Journalist of the month: Rajneesh Bhandari
Each month, IJNet features an international journalist who exemplifies the profession and has used the site to further his or her career. If you would like to be featured, email a short bio and a paragraph about how you have used IJNet here.
This month we feature multimedia journalist Rajneesh Bhandari from Nepal, who has contributed to news organizations including PBS, BBC, BBC Radio 5 Live, Los Angeles Times, Headlines Today and AFP. Bhandari is a multimedia team leader of ThinkBrigade.com, an international website with reporters around the world. He is a Transparency International anti-corruption young journalist, the author of an iPad book on autism, UNESCO’s youth journalist/blogger 2011 and ILO’s Youth Journalist 2012. He recently joined Xinhua News Agency's Nepal Bureau as a multimedia journalist. Previously, he worked with the popular Kantipur Television station in Nepal, where he was awarded 2010-2011 Journalist of the Year for his investigative report on the country's passport corruption scandal.
How has IJNet helped you?
Ever since I learned about IJNet I have been constantly following it, mainly because it gives me information and skills about the latest trends and things happening in the journalism world.
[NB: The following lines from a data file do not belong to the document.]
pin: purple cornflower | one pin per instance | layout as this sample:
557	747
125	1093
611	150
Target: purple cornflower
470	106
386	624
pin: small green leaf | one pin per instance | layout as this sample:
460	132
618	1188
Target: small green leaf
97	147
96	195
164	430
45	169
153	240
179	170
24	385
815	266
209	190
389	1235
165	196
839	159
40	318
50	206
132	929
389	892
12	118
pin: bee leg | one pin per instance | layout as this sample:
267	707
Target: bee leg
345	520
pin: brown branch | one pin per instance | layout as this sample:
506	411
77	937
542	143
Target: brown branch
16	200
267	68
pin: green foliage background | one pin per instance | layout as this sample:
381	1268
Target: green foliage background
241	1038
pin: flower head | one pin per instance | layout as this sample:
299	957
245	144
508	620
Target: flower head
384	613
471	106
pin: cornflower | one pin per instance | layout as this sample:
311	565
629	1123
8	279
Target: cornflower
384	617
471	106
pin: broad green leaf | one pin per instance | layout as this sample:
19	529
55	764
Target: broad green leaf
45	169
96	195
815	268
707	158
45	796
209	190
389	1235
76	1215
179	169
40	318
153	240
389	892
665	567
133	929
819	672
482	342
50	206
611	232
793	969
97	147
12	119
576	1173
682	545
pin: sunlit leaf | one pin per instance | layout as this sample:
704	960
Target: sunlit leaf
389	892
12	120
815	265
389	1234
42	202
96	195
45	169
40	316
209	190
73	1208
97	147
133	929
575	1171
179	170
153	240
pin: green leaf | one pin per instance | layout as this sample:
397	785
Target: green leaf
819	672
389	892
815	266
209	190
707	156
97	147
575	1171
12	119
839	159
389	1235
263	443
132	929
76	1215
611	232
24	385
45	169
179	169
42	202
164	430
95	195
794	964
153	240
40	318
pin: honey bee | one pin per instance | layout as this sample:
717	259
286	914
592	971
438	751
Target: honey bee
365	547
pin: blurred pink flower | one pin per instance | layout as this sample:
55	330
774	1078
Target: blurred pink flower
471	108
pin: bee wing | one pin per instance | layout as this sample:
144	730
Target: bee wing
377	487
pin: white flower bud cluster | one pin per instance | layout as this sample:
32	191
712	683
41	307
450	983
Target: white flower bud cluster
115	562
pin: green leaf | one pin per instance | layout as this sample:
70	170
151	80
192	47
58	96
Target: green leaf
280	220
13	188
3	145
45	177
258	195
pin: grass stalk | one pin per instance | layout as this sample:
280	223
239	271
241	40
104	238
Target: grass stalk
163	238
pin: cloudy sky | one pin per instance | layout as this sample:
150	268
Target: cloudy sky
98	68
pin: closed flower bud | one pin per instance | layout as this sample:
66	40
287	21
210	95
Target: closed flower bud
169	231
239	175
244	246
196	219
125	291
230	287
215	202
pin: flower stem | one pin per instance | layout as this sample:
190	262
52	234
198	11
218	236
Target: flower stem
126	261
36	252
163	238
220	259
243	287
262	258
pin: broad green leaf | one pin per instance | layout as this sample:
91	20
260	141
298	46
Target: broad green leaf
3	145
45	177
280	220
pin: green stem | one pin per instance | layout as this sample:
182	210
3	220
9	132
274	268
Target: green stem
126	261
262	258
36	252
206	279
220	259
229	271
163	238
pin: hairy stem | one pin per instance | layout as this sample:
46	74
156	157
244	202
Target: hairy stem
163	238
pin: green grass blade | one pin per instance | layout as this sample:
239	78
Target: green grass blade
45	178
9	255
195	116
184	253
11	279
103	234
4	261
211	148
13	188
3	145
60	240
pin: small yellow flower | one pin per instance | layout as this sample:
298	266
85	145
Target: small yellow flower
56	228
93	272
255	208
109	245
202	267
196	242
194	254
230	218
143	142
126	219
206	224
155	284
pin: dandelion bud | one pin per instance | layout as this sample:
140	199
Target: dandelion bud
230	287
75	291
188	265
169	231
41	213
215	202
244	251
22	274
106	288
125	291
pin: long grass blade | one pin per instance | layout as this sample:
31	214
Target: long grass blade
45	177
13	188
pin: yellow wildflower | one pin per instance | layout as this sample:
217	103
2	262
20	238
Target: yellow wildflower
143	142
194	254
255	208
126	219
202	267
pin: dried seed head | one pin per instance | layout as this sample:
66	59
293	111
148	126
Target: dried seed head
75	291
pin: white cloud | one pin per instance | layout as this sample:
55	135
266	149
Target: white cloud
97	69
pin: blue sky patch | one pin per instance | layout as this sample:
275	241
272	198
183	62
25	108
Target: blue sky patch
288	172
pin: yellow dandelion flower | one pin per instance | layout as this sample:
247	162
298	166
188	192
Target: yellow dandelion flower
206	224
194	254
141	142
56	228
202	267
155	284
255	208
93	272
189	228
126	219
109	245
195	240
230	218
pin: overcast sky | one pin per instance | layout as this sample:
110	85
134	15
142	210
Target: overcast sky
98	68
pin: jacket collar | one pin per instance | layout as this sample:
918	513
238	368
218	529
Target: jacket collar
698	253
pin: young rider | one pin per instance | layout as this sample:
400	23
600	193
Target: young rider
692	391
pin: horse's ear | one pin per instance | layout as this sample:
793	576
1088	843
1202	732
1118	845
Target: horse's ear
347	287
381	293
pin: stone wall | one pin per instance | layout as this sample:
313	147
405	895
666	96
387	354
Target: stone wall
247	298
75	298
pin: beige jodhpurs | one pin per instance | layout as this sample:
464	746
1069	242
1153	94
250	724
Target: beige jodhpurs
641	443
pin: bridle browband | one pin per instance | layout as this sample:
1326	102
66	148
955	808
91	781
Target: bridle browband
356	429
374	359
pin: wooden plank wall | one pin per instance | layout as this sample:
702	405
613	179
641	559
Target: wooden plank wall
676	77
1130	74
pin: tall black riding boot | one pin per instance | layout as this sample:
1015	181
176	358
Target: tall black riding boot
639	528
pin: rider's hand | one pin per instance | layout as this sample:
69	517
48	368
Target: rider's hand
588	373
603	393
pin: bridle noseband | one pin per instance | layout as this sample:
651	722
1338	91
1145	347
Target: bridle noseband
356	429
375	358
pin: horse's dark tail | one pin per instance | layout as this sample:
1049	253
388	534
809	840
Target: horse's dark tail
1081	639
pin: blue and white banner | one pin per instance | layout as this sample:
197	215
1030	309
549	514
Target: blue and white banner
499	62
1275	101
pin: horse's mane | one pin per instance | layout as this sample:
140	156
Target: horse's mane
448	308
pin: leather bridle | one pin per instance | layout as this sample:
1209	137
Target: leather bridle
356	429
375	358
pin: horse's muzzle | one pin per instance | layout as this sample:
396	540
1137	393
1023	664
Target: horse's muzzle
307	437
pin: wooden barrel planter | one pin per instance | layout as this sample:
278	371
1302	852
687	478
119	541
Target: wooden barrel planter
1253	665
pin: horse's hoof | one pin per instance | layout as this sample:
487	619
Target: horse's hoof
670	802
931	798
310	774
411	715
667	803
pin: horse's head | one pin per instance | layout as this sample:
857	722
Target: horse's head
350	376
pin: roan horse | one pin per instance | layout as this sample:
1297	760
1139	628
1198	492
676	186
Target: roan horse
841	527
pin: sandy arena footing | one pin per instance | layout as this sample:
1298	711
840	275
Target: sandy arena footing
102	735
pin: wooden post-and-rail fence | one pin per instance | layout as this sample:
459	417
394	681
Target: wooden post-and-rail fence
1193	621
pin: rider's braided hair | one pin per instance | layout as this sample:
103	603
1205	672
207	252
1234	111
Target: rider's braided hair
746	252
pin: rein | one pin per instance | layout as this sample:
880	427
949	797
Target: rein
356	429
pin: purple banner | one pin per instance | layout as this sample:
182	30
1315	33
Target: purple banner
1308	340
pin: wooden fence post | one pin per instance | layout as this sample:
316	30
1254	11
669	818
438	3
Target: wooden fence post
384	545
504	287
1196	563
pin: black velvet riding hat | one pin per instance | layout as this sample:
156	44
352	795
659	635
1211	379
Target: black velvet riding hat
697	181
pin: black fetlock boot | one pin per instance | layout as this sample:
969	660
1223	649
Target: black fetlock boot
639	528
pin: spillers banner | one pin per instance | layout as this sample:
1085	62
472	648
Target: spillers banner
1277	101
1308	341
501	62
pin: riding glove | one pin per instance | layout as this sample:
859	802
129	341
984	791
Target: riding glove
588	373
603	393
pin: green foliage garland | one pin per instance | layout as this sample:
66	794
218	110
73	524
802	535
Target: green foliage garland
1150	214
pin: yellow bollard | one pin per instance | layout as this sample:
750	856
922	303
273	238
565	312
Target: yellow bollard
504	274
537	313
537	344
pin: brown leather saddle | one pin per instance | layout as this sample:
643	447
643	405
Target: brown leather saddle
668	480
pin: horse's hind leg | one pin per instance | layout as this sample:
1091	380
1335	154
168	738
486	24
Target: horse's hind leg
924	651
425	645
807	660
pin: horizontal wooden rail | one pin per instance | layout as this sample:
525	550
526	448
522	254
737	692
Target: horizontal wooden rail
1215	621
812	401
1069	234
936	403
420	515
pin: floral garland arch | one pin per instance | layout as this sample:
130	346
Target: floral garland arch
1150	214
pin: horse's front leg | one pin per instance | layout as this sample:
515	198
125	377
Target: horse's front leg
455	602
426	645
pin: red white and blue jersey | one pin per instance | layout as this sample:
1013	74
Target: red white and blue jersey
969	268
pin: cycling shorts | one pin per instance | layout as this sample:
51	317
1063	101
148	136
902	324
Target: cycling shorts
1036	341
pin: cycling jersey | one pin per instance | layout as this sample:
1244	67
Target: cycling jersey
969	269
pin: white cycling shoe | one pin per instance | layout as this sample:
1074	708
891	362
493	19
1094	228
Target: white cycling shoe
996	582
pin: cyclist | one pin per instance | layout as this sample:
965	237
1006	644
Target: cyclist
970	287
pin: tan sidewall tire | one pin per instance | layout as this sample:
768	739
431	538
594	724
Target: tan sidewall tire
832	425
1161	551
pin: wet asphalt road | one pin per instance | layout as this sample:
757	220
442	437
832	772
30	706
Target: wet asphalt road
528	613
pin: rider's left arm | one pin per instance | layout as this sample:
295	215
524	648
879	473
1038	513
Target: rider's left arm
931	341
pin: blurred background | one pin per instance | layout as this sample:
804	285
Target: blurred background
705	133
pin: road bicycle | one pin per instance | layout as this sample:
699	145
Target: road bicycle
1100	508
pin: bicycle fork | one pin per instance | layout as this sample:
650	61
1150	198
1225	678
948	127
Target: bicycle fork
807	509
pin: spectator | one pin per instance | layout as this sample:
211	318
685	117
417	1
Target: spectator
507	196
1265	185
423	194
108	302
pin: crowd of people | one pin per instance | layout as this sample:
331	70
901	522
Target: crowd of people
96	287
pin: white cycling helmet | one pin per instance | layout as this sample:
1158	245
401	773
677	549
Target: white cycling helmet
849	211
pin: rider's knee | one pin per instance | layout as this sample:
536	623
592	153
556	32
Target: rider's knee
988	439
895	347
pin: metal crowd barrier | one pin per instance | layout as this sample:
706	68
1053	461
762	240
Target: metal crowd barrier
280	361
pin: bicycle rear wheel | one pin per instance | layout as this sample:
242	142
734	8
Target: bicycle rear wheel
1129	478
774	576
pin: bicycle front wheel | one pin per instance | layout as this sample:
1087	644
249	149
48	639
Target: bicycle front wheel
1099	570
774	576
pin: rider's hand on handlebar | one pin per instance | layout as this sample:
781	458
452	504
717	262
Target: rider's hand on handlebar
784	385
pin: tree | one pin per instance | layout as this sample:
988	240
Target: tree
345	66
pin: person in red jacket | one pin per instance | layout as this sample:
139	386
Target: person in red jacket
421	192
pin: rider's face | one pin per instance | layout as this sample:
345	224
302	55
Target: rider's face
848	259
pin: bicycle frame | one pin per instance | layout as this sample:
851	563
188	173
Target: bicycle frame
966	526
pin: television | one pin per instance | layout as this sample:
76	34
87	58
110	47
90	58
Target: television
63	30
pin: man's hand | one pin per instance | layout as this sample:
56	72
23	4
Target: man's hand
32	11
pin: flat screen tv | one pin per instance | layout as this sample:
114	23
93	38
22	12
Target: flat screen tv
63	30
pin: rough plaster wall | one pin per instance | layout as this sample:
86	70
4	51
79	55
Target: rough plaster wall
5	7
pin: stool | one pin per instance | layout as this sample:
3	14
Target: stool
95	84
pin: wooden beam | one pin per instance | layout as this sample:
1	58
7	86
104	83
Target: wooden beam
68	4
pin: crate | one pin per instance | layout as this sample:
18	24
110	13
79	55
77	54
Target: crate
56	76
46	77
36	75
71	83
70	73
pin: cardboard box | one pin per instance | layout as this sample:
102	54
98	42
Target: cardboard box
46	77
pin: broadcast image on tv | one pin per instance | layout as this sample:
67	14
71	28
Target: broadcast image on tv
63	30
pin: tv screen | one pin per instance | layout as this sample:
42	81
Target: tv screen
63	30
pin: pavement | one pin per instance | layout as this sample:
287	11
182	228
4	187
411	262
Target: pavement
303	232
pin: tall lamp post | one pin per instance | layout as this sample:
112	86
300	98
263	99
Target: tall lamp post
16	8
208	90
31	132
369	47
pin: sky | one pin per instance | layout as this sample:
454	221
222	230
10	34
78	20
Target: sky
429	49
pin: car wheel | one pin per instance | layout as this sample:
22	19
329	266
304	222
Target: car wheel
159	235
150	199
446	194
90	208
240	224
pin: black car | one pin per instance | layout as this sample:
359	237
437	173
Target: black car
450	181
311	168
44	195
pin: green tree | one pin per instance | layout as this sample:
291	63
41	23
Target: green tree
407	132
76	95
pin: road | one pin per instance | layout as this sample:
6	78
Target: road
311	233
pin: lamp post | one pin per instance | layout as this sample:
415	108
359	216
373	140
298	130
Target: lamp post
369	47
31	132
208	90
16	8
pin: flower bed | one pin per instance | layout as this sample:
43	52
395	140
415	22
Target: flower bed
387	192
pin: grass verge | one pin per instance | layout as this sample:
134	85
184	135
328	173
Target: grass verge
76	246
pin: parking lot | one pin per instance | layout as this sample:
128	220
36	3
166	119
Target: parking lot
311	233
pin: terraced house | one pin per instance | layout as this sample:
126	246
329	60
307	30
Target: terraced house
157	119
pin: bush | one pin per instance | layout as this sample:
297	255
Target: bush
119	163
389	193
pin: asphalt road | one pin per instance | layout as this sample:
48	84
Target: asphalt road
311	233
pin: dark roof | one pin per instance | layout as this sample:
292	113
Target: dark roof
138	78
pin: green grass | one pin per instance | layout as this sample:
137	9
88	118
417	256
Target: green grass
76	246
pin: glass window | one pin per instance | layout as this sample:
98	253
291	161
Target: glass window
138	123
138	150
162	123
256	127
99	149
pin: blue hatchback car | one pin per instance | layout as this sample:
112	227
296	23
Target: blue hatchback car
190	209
I have really liked the information provided [about] investigative reporting, and it has helped me immensely in carrying out various investigative issues in my country. I constantly follow articles and interviews about digital technology and multimedia journalism. And it’s always great to be informed about journalistic trainings, fellowships, webinars or workshops happening around the world. One of the trainings that I recently took was New Media, New Challenges: Best Practices In the Digital Age.
How do you get your ideas for stories?
I always refer to my own stories and try to find a new angle for new developments. I also develop story ideas by observing my surroundings while traveling or while Internet surfing. I also search social media for story angles.
What has been your best story or work so far?
I did an investigative story about the red passport scam in Nepal. The red passport scam remains one of the biggest corruption scandals in Nepal in 2011. Cases against four lawmakers along with half a dozen government officials is underway in the Special Court—a court that specifically looks after corruption cases.
I also produced a free to download iPad book--the first from Nepal--about autism, a subject highly ignored by the mainstream media.
What advice would you give aspiring journalists?
A journalist needs to be multi-talented in today’s world. Since multimedia is what the world is looking for, he/she needs to learn all the skills required to be a multimedia journalist. While a great achievement requires time, being a good journalist also requires patience and courage to explore the unexplored.